Mona Dobrich, an orthodox Jew, grew up in Sussex County, Delaware——frequently the only Jewish student in a predominantly Christian school district. It was quite common for Mona to quietly endure school programs and meetings that began or ended with Christian prayers, and for the most part she had no trouble with this. Most of her schoolmates at least accepted her, and she fully understood that she was a very small minority in this culture.
But as Mona's daughter, Samantha, grew up in the same school district, Mona became increasingly uncomfortable with a Christian religious atmosphere that was growing mor and more intolerant of other beliefs. And when, at Samantha's high school graduation, a minister's prayer proclaimed that Jesus was the only avenue to truth and salvation, it occurred to Mona that this wasn't exactly proper, and might not even be legal, strictly speaking.
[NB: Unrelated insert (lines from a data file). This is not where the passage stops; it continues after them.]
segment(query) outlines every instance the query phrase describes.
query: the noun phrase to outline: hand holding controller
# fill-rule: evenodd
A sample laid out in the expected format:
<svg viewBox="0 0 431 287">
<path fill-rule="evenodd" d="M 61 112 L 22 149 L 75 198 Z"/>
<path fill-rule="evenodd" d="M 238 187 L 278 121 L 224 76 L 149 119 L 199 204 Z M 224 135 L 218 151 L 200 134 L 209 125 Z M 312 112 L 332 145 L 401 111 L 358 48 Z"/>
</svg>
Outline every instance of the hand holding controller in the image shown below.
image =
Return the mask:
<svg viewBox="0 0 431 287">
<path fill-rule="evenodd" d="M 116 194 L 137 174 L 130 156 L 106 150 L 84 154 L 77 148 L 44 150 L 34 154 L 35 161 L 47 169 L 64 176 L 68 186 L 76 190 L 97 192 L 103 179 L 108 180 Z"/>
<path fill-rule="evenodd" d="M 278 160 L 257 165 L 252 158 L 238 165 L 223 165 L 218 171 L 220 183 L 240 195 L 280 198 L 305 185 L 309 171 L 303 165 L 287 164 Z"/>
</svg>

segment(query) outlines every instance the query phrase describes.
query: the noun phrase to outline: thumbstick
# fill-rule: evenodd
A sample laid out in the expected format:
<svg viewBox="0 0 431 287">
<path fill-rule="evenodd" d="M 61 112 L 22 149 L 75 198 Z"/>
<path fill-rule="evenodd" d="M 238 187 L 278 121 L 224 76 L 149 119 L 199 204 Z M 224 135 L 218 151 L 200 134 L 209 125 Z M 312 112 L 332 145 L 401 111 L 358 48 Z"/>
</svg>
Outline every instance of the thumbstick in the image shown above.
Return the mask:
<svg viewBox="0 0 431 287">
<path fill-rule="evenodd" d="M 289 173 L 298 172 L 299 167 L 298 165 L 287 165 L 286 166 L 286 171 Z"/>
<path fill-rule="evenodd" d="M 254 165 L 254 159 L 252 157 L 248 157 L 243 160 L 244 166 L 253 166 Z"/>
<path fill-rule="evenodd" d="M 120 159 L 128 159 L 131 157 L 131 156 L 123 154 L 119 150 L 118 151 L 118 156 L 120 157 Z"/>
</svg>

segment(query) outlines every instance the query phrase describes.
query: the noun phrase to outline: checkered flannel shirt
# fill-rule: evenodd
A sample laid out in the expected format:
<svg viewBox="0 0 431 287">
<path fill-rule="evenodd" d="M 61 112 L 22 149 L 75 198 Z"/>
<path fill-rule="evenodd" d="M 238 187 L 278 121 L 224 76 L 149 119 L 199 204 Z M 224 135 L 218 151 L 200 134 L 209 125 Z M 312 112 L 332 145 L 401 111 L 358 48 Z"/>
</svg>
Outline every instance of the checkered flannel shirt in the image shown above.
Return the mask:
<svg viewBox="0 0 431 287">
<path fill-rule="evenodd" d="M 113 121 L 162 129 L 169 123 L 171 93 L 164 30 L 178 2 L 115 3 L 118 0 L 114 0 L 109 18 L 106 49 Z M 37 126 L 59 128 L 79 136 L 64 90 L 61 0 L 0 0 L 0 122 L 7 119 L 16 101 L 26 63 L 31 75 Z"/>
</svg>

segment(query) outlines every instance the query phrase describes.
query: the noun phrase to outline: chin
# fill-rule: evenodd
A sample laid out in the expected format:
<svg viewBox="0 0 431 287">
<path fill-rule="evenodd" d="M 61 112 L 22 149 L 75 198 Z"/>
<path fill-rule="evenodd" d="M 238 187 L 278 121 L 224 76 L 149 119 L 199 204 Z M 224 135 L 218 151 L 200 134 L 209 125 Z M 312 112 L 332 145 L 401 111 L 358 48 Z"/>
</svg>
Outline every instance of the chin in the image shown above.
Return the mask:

Mona wasn't some kind of strident social agitator. Her response was a quiet and proper request to the local school board that future public events of this type feature a more generic and less exclusionary prayer element. She didn't want to do away with the religious element, just make it more universal.
But news of this quiet request leaked out, and soon the atmosphere of Sussex County, Delaware was full of angry, even hateful language on local talk radio, in the local newspapers, and at school board meetings.
Unbelievably, strident Christians viewed this request by Ms. Dobrich as an infringment on their rights of religious expression.
It was after hundreds of local people showed up at a school board meeting to protest Mona's simple and reasonable request, with shouts and cruel personal attacks, that Mona took the courageous next step and hired a lawyer and filed suit against the schol district. Another family, who has chosen to remain anomymous, also joined the suit.
The jihad began.
Death threats and personal attacks on the Dobrich children made it necessary for the family to move away from Sussex County, although the husband, Marco, stayed behind to work in the same job and protect the family's health insurance.
The family did try to reunite in at one point, but some boys came into the yard, pointed at son Alex, and announced that this was the boy who had "sued Jesus."
The Dobrich's then moved away from Georgetown for good, however the increased cost of living in a larger city eventually required the older daughter, Samantha, to drop out of college.
While discussing this story with friends and neighbors, I have run into a few people who believe that the Dobrich family got exactly what was coming to them. America IS a Christian nation, I've heard, and anybody who can't get on board deserves whatever they get.
To which I always say the following:
If things were ever to change...how would you feel if a high school graduation ceremony required you to kneel on a prayer rug, bow toward Mecca, and praise Allah.
If this would be fine with you, then I suppose it's also fine to praise Jesus at a public school event funded by public tax dollars.